軽量かつ強靭な超高圧タンクを実現した、独自の新技術「フィラメントワインディング」

 従来、研究されていた水素吸蔵合金は、重い割に貯蔵量が少ない。また、既存の35MPaタンクを使用すると軽くはなるものの、走行距離を確保するための高圧充填に対応していない。そこで、トヨタの開発陣は高圧水素タンクを独自にゼロから自社開発した。CFRP(炭素繊維強化プラスチック)とGFRP(ガラス繊維強化プラスチック)の極細繊維を、タンクの形状になるよう何重にも巻き込んでおり、軽くて丈夫だ。また、重くなりやすいタンク両端の境界付近はライナー形状を工夫し、繊維の強度を余すことなく利用する巻き方を開発。両端の保護パッドには膨張カーボンが織り込まれており、火にさらされると断熱層を形成し、タンク強度の低下を抑制する。一定の高温以上になるとバルブの溶栓弁が作動し、水素を逃がす仕組みも確立している。乗員の安全を守る対策を、徹底的に追及した結果だ。その上で、充填圧は従来の倍近い70MPa。世界最高レベルの貯蔵効率5.7wt.%を実現したのである。(※貯蔵効率は、水素の重さを容器の重さで割った百分率)

FCスタック+FC昇圧コンバーター(左)と高圧水素タンク(右)の実機カットモデル


フィラメントワインディングの革新

水素社会のパイオニア=MIRAIを軸に描かれる青写真

 MIRAIは、既存技術を活用しながら革新的なブレイクスルーを成し遂げたことも大きい。ハイブリッド車のモーター&バッテリー技術に加え、生産性を考慮し他車と共通する部品を出来る限り増やして低コスト化を図り、量産しやすさも追求した。将来的には逆に、MIRAIの技術やパーツを様々な他車種へ応用することが想定される。
 国や産業界も積極的で、2014年発表の政府ロードマップでは、水素ステーションを2025年度までに全国で320カ所程度設置する計画である。FCVの価格帯も現在の700万円ほどから、2025年頃をメドにハイブリッド車並みへのプライスダウンを目標とする。さらにトヨタは水素技術の主要特許を世界に開示し、普及にも努めている。トヨタの開発陣はそろって、「今後もセルの小型化や発電効率の向上、さらなるコストダウンに取り組む」と意気込みを語った。
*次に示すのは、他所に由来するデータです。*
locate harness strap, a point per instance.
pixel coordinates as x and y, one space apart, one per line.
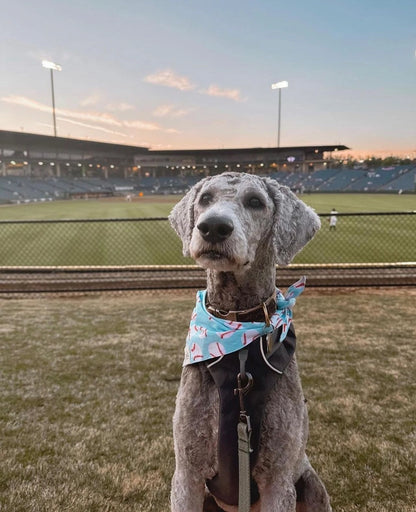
243 435
244 497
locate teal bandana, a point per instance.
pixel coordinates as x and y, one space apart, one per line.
210 337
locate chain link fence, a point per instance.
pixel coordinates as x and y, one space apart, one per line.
359 240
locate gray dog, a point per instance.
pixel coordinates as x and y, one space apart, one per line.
238 226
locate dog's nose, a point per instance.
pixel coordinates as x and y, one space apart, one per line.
216 229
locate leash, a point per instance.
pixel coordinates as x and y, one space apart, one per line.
244 384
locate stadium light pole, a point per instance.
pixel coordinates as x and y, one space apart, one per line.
52 67
280 86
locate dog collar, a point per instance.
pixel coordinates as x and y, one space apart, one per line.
263 310
210 337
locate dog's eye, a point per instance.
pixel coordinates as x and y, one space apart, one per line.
205 199
255 203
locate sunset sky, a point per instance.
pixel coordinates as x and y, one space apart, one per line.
198 74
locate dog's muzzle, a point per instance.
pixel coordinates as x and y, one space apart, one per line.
216 229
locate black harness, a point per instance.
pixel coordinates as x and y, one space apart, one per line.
266 361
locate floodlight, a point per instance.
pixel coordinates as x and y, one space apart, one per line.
51 65
280 85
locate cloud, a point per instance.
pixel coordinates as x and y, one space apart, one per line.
90 126
84 116
92 99
95 117
169 78
140 125
119 107
171 111
231 94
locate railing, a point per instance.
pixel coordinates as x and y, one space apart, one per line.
357 238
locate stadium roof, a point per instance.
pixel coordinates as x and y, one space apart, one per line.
210 152
26 141
35 142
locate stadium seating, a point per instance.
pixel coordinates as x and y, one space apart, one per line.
18 189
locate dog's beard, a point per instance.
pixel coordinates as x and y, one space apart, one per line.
219 257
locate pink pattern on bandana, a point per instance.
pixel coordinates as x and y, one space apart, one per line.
210 337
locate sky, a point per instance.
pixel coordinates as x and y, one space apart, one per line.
185 74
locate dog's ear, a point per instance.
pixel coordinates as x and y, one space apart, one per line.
181 217
295 223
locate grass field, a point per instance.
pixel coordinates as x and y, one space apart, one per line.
357 239
88 388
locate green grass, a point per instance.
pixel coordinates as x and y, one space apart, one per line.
357 239
88 388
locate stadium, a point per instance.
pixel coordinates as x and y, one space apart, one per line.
86 400
44 168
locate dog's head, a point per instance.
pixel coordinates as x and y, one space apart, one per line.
223 219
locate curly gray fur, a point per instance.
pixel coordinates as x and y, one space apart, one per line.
270 225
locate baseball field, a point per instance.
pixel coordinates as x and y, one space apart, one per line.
356 239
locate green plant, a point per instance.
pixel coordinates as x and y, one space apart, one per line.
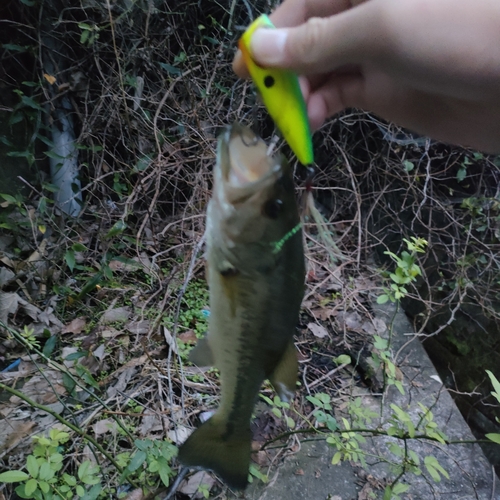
495 437
154 457
406 271
43 480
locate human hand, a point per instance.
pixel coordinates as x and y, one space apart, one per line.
430 65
日本が描く水素社会の先駆けとして、MIRAIの将来性と今後の動向が注目される。

水素ステーションでMIRAIに水素を充填(満タンまでわずか3分程度)

MIRAIと開発チームのみなさん

(取材日 平成28年4月19日 豊田市・トヨタ自動車本社工場)
トヨタ自動車(株)概要
1937年、豊田喜一郎氏により創業。2009年、豊田章男・現社長が就任。同社のエコカーは、1996年、「RAV4」の電気自動車(EV)タイプを皮切りに、1997年、内燃機関+モーター&バッテリー(ハイブリッド)の「プリウス」を販売開始。同時に燃料電池車(FCV)の新技術開発も積極的に進め、2014年にMIRAIを発売。連結子会社数548社、従業員約35万人、年間売上高約28兆円(2016年3月期)。